Pas seulement une porte de maison,
une porte intérieure.
Après une déception.
Après une parole qui a blessé.
Après une fatigue qui s’installe.
On continue d’avancer, on fait ce qu’il faut…
mais quelque chose en nous demeure un peu verrouillé.
Par prudence.
Dans l’Évangile de ce dimanche, les disciples vivent exactement cela.
Après la mort de Jésus, ils ont peur. Ils ferment les portes.
Ils se protègent.
Et pourtant, Jésus vient quand même.
Il ne reproche rien.
Il ne fait pas la leçon.
Il ne demande pas d’explication.
Il dit simplement :
« La paix soit avec vous. »
La paix du Ressuscité n’est pas une idée abstraite.
Ce n’est pas une paix théorique ou lointaine.
C’est une présence qui nous rejoint là où nous sommes rendus.
Même lorsque certaines portes restent fermées.
Comme le montre avec force le Caravage dans son tableau "L’Incrédulité de saint Thomas", la foi emprunte souvent un chemin très humain, fait de questions, de doutes et d’hésitations… parfois du besoin de voir et de toucher.
Thomas, lui, n’était pas là la première fois.
Il doute.
Il hésite.
Il veut comprendre.
Et Jésus ne le rejette pas.
Il l’invite à s’approcher.
Cela suffit à Thomas pour croire.
Thomas cherchait une preuve.
Il découvre une rencontre.
Et il prononce cette parole magnifique :
« Mon Seigneur et mon Dieu. »
La foi n’est pas d’abord une certitude parfaite.
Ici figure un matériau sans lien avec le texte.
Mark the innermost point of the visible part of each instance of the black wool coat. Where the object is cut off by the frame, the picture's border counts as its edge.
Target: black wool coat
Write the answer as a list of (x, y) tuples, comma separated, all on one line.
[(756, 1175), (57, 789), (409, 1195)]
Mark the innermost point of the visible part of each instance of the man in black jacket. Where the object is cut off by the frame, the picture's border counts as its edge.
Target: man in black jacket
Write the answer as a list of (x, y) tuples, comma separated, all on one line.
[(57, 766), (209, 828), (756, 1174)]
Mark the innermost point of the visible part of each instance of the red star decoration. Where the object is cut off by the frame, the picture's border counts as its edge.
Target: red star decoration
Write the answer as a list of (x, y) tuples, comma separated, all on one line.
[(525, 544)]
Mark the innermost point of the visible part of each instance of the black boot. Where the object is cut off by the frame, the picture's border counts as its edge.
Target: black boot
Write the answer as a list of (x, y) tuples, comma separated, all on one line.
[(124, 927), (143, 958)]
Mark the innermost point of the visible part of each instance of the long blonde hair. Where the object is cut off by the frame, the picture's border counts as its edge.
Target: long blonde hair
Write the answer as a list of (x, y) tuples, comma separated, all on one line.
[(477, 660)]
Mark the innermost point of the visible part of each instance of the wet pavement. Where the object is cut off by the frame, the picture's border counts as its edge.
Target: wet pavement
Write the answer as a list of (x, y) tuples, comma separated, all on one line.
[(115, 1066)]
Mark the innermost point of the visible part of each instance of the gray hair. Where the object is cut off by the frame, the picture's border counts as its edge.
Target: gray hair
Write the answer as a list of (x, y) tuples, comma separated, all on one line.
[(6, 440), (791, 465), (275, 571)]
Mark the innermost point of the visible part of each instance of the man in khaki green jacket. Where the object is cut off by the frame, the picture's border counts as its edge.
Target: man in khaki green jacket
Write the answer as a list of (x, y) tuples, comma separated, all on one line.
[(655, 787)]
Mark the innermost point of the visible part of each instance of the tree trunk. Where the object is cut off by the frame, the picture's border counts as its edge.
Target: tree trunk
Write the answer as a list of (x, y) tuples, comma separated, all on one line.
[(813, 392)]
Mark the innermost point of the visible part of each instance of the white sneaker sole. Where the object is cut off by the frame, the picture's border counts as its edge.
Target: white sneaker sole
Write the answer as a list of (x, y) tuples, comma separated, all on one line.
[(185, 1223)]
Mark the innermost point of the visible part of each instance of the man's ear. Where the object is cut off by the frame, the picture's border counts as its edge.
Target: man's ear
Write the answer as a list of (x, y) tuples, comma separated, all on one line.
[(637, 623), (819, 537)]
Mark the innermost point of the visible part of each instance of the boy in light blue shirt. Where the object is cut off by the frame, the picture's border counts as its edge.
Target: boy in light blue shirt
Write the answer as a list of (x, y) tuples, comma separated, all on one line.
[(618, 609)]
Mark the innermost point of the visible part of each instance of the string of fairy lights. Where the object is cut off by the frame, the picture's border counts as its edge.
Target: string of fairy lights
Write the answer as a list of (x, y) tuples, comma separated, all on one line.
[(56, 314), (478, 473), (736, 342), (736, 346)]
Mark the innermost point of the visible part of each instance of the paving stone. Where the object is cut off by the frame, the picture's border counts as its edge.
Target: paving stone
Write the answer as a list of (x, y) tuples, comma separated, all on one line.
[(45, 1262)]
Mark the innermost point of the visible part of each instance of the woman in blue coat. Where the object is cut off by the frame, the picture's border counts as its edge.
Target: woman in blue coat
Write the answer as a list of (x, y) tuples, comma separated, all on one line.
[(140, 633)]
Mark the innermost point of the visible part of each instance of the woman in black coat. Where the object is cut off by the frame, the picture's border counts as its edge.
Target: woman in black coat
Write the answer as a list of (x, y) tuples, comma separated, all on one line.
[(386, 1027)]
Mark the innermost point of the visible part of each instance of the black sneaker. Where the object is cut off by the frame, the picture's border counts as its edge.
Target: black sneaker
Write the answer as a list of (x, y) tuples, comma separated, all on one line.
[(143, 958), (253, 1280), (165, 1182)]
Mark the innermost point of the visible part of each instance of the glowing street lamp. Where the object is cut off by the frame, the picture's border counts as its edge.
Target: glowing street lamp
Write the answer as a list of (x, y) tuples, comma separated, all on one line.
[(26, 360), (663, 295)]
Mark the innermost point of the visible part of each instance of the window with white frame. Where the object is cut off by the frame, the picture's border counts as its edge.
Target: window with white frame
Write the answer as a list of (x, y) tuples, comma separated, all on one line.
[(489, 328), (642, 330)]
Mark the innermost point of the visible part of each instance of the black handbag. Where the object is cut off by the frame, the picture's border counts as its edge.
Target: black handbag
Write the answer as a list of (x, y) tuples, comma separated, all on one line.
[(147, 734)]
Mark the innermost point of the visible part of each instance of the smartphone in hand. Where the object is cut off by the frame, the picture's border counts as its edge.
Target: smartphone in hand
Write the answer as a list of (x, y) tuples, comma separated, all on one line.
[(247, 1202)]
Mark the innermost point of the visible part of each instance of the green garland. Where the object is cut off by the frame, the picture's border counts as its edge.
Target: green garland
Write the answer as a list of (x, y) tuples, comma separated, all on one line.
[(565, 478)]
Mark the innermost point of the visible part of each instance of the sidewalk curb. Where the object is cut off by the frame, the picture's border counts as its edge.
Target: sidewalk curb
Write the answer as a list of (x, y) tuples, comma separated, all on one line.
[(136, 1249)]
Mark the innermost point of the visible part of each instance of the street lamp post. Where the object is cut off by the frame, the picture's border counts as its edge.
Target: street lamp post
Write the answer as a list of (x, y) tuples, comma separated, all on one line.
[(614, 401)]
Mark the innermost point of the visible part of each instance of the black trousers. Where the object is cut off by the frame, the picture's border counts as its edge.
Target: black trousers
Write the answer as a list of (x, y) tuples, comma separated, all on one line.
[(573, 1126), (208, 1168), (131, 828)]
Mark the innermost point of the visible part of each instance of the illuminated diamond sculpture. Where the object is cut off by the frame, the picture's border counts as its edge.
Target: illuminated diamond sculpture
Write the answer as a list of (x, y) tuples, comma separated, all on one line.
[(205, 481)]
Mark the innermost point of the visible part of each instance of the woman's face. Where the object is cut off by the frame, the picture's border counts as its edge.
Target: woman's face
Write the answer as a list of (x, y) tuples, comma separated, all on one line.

Elle est souvent un chemin.
Un chemin où la confiance grandit peu à peu.
Un chemin où nos questions ont leur place.
Un chemin où Dieu vient à notre rencontre, même lorsque tout n’est pas encore clair.
Lorsque certaines portes de notre vie sont fermées
— par peur, par fatigue, par déception, par doute —
la voix du Christ Ressuscité retentit encore :
« La paix soit avec toi. »
Pas une paix abstraite.
Une paix qui rejoint notre vie réelle, exactement là où la porte est fermée.
Et après avoir reçu cette paix, les disciples sont envoyés.
La foi ne nous replie pas sur nous-mêmes.
Elle nous ouvre aux autres.
Par un geste simple.
Une écoute vraie.
Une parole qui fait du bien.
Peut-être que, cette semaine, une porte pourrait s’entrouvrir… doucement, en nous aussi!